Un commentaire accompagna cette décision: "L’aéronaute constitue un danger pour les biens et les personnes à terre sans que ces personnes puissent rien faire pour s’en protéger. Aussi semble-t-il que le fait de manœuvrer au-dessus des personnes et de leurs biens, avec des machines qui peuvent leur devenir funestes (sic), devrait suffire pour mettre en faute l’aéronaute en cas d’accident".

L’aviateur pourra-t-il justifier d’un cas de force majeure en cas d’atterrissage forcé? Certains estimèrent que "l’aéronaute doit assumer tous les risques" mais prirent en comptent deux exceptions: l’accident provoqué par une faute ou une négligence commise par une personne se trouvant à terre et les dommages "commis par des tiers n’ayant pas pris part à la manœuvre mais se trouvant sur place. Exemple : les... curieux accourus sur le lieu de l’accident!"

En ce qui concerne la réparation des dommages, il fut proposé que "la victime exerce un droit de rétention sur l’appareil".

On le voit, en 1922 le législateur aérien avait encore à améliorer son sens des réalités !

Les États-Unis refusent de signer

À l’issue du congrès, le Journal de Monaco regretta le refus de signature des États-Unis: "Aucun de ceux qui ont assisté à la deuxième séance du 22 décembre n'oubliera le silence impressionnant au milieu duquel M. le Major Chaney fit connaître les raisons qui empêchaient les États-Unis d'Amérique de ratifier la Convention de Paris, à savoir le lien des états signataires avec la Société des Nations à laquelle le Sénat américain a refusé d'adhérer".

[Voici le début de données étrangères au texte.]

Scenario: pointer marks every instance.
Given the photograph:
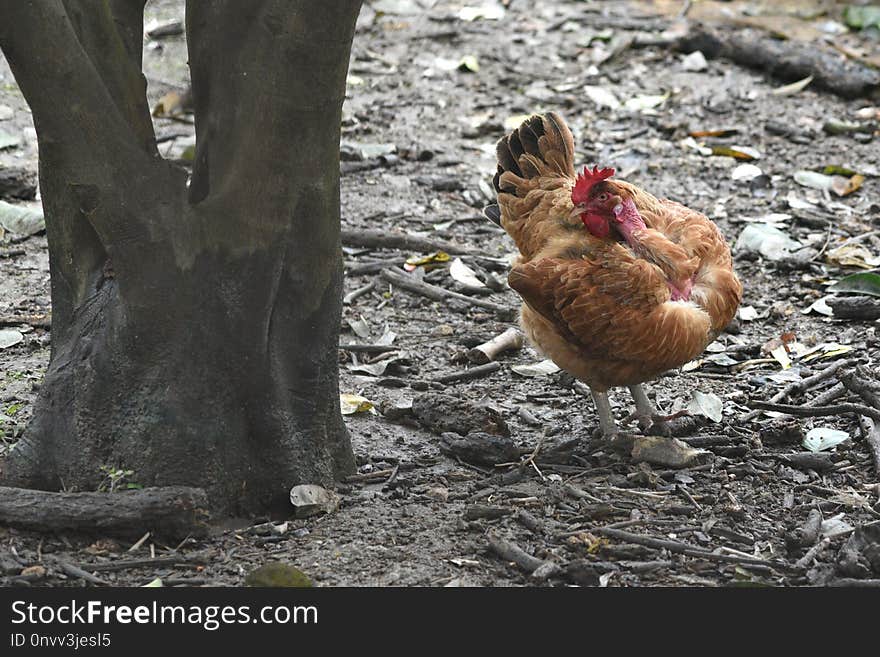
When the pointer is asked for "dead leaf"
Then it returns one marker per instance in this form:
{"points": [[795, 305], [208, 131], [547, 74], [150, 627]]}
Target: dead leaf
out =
{"points": [[428, 262], [465, 275], [350, 404], [852, 255]]}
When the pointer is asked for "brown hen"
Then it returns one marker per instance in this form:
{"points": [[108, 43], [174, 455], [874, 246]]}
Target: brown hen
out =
{"points": [[618, 286]]}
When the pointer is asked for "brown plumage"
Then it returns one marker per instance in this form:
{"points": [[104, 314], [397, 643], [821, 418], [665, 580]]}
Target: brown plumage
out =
{"points": [[638, 294]]}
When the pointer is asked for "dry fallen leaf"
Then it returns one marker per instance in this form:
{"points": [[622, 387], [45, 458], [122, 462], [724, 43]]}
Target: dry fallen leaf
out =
{"points": [[351, 404]]}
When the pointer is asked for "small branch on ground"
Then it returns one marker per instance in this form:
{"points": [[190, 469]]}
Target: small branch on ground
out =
{"points": [[377, 239], [511, 339], [818, 411], [405, 282], [799, 387]]}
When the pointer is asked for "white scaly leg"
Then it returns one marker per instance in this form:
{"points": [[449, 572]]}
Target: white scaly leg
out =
{"points": [[606, 419]]}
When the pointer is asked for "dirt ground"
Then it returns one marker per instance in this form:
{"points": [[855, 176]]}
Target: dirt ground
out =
{"points": [[429, 94]]}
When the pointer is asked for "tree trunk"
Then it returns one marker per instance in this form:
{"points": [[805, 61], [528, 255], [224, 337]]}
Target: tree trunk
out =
{"points": [[195, 322]]}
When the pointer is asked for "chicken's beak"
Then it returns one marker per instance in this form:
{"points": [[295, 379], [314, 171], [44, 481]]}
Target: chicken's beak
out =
{"points": [[617, 209]]}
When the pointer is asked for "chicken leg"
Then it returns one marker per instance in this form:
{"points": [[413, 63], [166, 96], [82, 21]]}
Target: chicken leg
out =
{"points": [[606, 420], [646, 413]]}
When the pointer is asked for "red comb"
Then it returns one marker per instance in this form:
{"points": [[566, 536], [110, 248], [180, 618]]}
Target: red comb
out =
{"points": [[586, 180]]}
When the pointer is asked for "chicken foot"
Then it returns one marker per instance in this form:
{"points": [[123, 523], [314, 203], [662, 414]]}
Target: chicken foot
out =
{"points": [[647, 415], [606, 419]]}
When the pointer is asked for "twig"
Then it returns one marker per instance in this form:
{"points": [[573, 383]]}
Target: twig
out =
{"points": [[861, 387], [467, 375], [801, 386], [480, 511], [368, 348], [511, 339], [510, 552], [37, 321], [190, 560], [377, 239], [872, 436], [531, 522], [834, 392], [851, 581], [690, 498], [689, 550], [818, 411], [140, 541], [806, 560], [370, 476], [437, 293], [576, 492], [361, 291], [74, 571]]}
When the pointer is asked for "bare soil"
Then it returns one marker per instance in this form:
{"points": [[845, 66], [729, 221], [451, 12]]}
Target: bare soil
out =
{"points": [[420, 124]]}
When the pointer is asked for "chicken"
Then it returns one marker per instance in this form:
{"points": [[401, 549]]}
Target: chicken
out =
{"points": [[618, 286]]}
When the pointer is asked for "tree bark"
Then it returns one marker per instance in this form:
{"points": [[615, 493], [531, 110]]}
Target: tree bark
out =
{"points": [[195, 323], [172, 512]]}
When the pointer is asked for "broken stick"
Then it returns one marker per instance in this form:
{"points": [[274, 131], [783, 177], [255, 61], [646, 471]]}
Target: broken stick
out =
{"points": [[509, 340], [380, 239], [404, 281]]}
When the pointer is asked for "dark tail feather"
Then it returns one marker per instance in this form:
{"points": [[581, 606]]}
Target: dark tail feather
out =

Le Journal de Monaco n’en conclut pas moins: "Avant de se séparer, les délégués ont tenu à rendre hommage à la bienveillante hospitalité du Prince, dont la généreuse clairvoyance, toujours attentive à ce qui intéresse la science humaine et la cause du rapprochement des peuples, a permis aux éminents juristes et techniciens de donner à Monaco, au lendemain de la grande tourmente mondiale, un noble exemple de ce que le travail en commun peut apporter au progrès international".